1/25 相撲とJUDO

大関・稀勢の里が初場所を制し、
19年ぶりに日本人横綱が誕生する。
この19年、横綱の席に日本人がいなかったのは改めて驚きだが、
相撲界に日本人横綱がいないという寂しさはあまり感じなかった。
日本人横綱が不在だったこの19年間、
日本の国技を守ったのは、モンゴル人たちだった。
朝青龍がヒールになり、白鵬が歴史的な記録を重ねていくことで、
日本の国技はなんとか人気をキープし、
大関の把瑠都や琴欧洲が奮闘することで、
日本の国技は、面目を保ってきた。
この20年間、日本の国技は、
モンゴル人と東欧人によって支えられてきた。

相撲は、国技としてのしきたりを守ったまま、
外国人を「プレイヤー」として積極的に取り入れる形で”国際化”してきた。
それに対し、柔道はスポーツ化するという方法で、
”国際化”の道をたどってきた。
もともと武道だった柔道は、スポーツとして世界に広がっていく過程で、
欧州主導のルール変更を受け入れたり、
青色の道着を容認したりしながら、
世界中に競技人口を持つ『JUDO』になっていった。
柔道のように、「スタイル」自体を国際化するか、
相撲のように、「スタイル」は残して、「プレイヤー」を国際化するか。
どちらにしても、国際化を免れることはできない。
そう、大学で先生は言っていた気がする。

もし、相撲界がこれまで、日本人力士しか認めていなかったら、
今頃、相撲人気はどうなっていただろうか。
案外、観客動員を大幅に減らしながらも、
「もう21世紀だからね。

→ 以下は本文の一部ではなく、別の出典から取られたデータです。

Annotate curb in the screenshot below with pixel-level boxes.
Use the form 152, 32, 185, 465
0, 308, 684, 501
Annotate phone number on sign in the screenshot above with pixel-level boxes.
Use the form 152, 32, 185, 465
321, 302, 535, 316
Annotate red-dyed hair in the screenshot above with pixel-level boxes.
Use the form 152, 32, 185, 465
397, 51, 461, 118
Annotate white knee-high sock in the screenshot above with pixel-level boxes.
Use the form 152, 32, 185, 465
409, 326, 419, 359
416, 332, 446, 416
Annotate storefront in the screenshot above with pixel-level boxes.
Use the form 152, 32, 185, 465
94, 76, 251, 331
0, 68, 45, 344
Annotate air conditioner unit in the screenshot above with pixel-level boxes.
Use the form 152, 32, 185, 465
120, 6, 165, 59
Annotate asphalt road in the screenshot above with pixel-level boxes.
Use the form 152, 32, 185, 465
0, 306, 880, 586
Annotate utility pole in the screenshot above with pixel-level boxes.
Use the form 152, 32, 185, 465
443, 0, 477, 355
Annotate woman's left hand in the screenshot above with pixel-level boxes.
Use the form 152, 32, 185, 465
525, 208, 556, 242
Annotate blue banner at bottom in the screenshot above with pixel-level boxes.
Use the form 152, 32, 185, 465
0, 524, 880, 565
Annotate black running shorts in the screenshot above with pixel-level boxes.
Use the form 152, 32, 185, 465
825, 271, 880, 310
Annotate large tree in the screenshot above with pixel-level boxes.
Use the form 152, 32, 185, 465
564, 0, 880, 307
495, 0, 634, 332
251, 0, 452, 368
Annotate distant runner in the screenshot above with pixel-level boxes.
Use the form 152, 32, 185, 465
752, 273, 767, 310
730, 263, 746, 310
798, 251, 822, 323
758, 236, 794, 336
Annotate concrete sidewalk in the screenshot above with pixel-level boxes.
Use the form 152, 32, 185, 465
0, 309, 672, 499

裸でぶつかりあう時代じゃないでしょ」
と、不人気を、時代のせいにして、
相撲の凋落を、簡単に受け入れていたのかもしれない。

国際化の波は、武道だけに限らない。
料理の世界も、同じ。
ラーメンにしろ寿司にしろ、日本料理は、
その土地土地のスタイルを取り入れながら、
どんどん世界に打って出ている。
ニューヨークではNYスタイルの寿司を、
パリでは、パリスタイルのラーメンを提供して、
各地で人気を博している一方で、
海外に出ず、日本に残ったままの日本料理もある(例えば、そば)。
今後の人口減少によって、そば界が危機に瀕した時、
そば界は、「プレイヤー」としての外国人を受け入れられるだろうか。
そば界は、そばを残すために、
「そば屋の店主はほぼ外国人」という未来を自ら、選択できるだろうか。

日本では、すでに、「人口減少」「高齢化」「少子化」
という言い訳は、用意されている。
その言い訳を使わないためには、どの業界も、
スタイルを変えて世界に出ていくか、
日本に残って外国人プレイヤーを受け入れるか。
その二つしか、道は残されていない、のかもしれない。